Titan argued that the fundamental object of an award of damages is to award just compensation for loss suffered, and the measure of compensation is to put it in the position as if the constitutional right had not been infringed. It also argued that the court is obliged to conduct the assessment of damages as at the date the cause of action occurred. In making its claim for damages of US$22,273,700, Titan focused on the magnitude of the harm that was done to it, the manifest breach of the terms of the Request and search warrant, the period over which the wrongs persisted, the alleged aggravating conduct accompanying the wrongdoing and the government’s conduct in relation to Titan’s property.

The court held, however, that even if the value of Titan were as claimed above at the date of the search, a large part of the estimate attributable to the future profitability and viability of Titan was greatly compromised because of the indictment and other bad publicity about Titan’s activities in Belize and elsewhere. The court was of the view that Titan would not be able to attract future business.
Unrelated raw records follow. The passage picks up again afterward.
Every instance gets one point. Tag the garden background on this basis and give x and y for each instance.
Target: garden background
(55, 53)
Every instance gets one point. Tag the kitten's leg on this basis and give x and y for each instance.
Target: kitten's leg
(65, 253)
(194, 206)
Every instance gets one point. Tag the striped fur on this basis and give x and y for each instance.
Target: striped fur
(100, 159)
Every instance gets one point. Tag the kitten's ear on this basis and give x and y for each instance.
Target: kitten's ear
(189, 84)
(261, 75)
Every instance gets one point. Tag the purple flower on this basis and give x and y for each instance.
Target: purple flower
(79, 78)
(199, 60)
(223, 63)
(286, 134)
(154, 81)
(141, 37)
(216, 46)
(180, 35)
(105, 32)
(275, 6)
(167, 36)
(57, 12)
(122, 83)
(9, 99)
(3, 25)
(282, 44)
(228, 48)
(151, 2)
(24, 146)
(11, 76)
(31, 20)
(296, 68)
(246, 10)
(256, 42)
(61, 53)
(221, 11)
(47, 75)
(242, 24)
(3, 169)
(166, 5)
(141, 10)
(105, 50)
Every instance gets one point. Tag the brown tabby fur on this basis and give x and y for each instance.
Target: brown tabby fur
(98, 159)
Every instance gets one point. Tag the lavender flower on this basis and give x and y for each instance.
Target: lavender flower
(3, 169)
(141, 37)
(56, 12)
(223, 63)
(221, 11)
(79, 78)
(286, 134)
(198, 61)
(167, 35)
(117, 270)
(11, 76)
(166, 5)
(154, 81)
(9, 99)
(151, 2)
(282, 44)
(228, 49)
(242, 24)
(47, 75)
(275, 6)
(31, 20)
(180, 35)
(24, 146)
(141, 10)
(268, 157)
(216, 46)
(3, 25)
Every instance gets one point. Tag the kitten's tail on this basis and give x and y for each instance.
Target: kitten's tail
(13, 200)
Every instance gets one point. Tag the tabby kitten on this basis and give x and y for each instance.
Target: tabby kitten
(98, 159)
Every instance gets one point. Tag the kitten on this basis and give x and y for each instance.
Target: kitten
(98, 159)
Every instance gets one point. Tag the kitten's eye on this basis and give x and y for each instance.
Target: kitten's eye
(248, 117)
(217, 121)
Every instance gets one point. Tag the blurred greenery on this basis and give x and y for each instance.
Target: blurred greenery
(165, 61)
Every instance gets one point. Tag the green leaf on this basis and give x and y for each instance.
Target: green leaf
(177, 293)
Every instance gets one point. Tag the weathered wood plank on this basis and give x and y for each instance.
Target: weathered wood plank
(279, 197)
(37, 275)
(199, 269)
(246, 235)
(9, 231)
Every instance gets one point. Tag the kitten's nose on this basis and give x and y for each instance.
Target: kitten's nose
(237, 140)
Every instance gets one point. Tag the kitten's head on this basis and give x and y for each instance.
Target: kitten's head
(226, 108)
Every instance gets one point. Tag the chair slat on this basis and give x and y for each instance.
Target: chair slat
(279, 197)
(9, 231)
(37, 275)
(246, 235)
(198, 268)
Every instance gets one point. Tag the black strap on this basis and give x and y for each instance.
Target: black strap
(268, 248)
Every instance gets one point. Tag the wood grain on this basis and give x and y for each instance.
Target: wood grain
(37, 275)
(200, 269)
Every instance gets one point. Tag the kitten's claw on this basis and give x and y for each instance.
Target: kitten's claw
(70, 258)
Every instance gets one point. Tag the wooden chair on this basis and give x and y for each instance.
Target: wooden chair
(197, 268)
Finally, and most importantly from the court’s perspective, Titan’s trading license was suspended, which affected its status and ability to trade.
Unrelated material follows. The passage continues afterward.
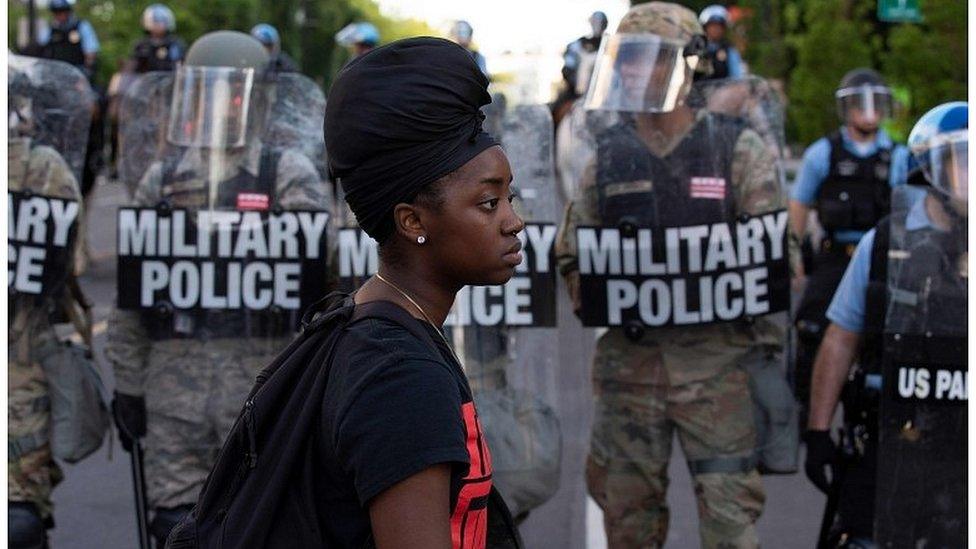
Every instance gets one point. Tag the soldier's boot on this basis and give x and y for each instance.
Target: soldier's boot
(164, 520)
(25, 528)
Justice Abel thus discounted Titan’s claim by 80 percent and awarded compensatory damages for the constitutional breach in the amount of US$4.460 million. While vindicatory damages were not awarded, legal costs in favor of Titan were.



This case was interesting in many ways in that it addressed from a legal perspective many concerns that those of us in the industry have had for years with regard to MLATs and the work of FIUs. In Belize, at least several things have now been settled subject to an appeal which, as of the time of my writing, no evidence had been adduced that one has been so lodged. Firstly, the court held that a FIU cannot participate in a search under a warrant issued to the police under section 18 of the MLAT. Section 18 of the MLAT gives the search power to the police and not the FIU, and the police officer who was assigned to the FIU was ruled by the court to have been there in her capacity as an employee of the FIU and not as a police officer. This made the warrant defective and in excess of the powers that the magistrate has to issue warrants. However, the court severed the bad part and upheld the warrant and thus the lawfulness of the warrant itself. Secondly, the court upheld the constitutionality of the MLAT itself, which is important and clarificatory for Belizeans in general. Thirdly, the court held that the police breached the extent of the search warrant by taking items that were unrelated to U.S. persons and which were outside the ambit of the warrant itself. Fourthly, it held that the indiscriminate removal of all Titan’s files and documents was a breach of Titan’s constitutional protections.

FIUs, the police and regulatory bodies should, in my view, take heed and note that they must exercise caution when conducting searches, especially with such haste under implicit pressure from U.S. authorities. It is worth noting that U.S. agents were present in Belize at the time of the search, although they did not take part in it. The court noted, however, that they took images of all documents which the Belizean authorities took from Titan’s office.

My one major criticism of the decision, however, is the refusal, at least based on my understanding since that section of the judgment was awkwardly worded in my opinion, by the court to grant an injunction to Titan barring the use by U.S. officials of the non-U.S. related client information based on an undertaking between the defendants and a limitation that the defendants were to give to the U.S. along the same lines. I am not sure how effective such an undertaking and limitation would be in practice and question the wisdom of this, but I shall defer to Justice Abel on that point as I must.

Irrespective, the court in Belize has done a good job of defending privacy, property rights, due process, upholding constitutional principles and holding the State to account for rushing to destroy a business based on legal matters in the U.S.

It remains to be seen whether the region as a whole will follow Belize’s lead in ensuring that the rights of the citizens are not trampled upon to satisfy the U.S. in its fight against international crime to which most IFCs, including Belize, are committed.